This meeting was followed by a brief Eurogroup meeting, where finance ministers were not able to take any decisions as the previous talks had not arrived at a conclusion. A decision was reached for the ministers to reconvene at 1 p.m. in Brussels on Thursday, by which time they hope to have a document that they can assess.

“We will work through the night if we have to,” said Eurogroup chief Jeroen Dijsselbloem, who was also due to take part in Wednesday night’s talks along with European Economic Affairs Commissioner Pierre Moscovici and European Stability Mechanism chief Klaus Regling.

A government official said Greece’s delegation had expected talks in Brussels on Wednesday to focus on Greek proposals that “the institutions had accepted as a basis for discussion on Monday.” However, the creditors submitted their own proposal, “which transfers the burden to salaried workers and pensioners in a way that is socially unfair while also proposing measures to avoid increasing the burden on the privileged,” the official said.

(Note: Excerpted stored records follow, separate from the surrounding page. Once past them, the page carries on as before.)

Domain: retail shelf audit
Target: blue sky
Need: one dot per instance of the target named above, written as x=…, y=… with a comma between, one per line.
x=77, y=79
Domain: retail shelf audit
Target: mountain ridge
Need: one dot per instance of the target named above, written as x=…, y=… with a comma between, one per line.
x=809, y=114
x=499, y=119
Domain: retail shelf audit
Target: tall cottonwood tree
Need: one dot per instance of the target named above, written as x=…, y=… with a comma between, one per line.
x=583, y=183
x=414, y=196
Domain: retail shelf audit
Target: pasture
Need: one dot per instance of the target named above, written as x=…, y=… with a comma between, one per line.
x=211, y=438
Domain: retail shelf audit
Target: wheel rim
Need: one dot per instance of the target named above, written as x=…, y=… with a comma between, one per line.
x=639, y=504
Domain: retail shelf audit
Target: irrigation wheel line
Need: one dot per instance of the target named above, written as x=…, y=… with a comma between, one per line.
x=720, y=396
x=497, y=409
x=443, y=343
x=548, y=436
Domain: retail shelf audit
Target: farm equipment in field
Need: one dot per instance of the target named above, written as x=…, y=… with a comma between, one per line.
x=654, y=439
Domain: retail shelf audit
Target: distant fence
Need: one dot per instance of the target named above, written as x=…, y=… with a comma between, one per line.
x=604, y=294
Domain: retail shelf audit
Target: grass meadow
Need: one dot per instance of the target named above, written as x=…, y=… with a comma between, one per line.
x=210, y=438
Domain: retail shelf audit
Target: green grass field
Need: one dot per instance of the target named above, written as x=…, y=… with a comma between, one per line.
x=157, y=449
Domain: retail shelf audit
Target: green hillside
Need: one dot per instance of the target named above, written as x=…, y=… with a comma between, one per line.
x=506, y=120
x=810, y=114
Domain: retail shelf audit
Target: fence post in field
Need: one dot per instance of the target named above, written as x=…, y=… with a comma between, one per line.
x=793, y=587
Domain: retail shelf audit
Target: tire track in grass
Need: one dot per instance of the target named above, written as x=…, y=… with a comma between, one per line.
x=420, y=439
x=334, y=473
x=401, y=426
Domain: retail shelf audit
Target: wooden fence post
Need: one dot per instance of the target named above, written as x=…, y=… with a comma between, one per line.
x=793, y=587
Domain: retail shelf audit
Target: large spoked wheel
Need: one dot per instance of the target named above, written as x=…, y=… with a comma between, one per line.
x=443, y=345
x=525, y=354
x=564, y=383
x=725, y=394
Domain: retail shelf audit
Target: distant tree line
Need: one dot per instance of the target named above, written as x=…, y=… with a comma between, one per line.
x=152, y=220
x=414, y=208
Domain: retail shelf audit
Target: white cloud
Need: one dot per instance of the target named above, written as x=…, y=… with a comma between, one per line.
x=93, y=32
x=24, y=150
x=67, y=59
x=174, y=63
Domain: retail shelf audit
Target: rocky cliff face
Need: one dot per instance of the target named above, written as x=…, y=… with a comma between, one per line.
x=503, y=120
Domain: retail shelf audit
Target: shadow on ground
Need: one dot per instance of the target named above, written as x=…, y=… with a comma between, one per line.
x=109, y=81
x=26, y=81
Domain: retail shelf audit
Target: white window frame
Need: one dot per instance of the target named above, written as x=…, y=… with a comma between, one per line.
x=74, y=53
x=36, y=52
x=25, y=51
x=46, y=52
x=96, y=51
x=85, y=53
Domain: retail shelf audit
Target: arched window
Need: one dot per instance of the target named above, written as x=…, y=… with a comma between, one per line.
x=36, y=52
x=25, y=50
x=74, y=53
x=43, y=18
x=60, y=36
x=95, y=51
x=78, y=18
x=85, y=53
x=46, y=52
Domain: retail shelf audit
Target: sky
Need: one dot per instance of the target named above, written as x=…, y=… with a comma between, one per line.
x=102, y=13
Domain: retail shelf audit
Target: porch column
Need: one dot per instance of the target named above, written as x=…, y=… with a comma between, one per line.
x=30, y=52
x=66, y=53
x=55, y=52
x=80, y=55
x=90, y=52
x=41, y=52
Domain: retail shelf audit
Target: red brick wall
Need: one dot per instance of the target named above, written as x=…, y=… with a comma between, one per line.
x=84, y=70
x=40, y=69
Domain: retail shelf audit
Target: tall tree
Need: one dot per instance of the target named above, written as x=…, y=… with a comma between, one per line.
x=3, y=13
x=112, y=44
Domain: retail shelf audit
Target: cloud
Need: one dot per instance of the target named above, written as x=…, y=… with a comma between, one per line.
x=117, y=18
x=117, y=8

“The Greek side is unable to go in such a direction,” the official added, noting that “negotiations are continuing at all levels.”

The creditors’ latest demands include that Greece raise revenue to the tune of 1 percent of gross domestic product from reforms to the value-added tax system, as compared to 0.74 percent of GDP as proposed by Greece. Overhauls proposed by creditors would lead to the VAT on cafes and restaurants increasing to 23 percent from the current 13 percent. The VAT on basic supermarket staples such as pasta and rice would increase to 23 percent. Creditors also want Greece to gradually phase out the low-level pension benefit known as EKAS.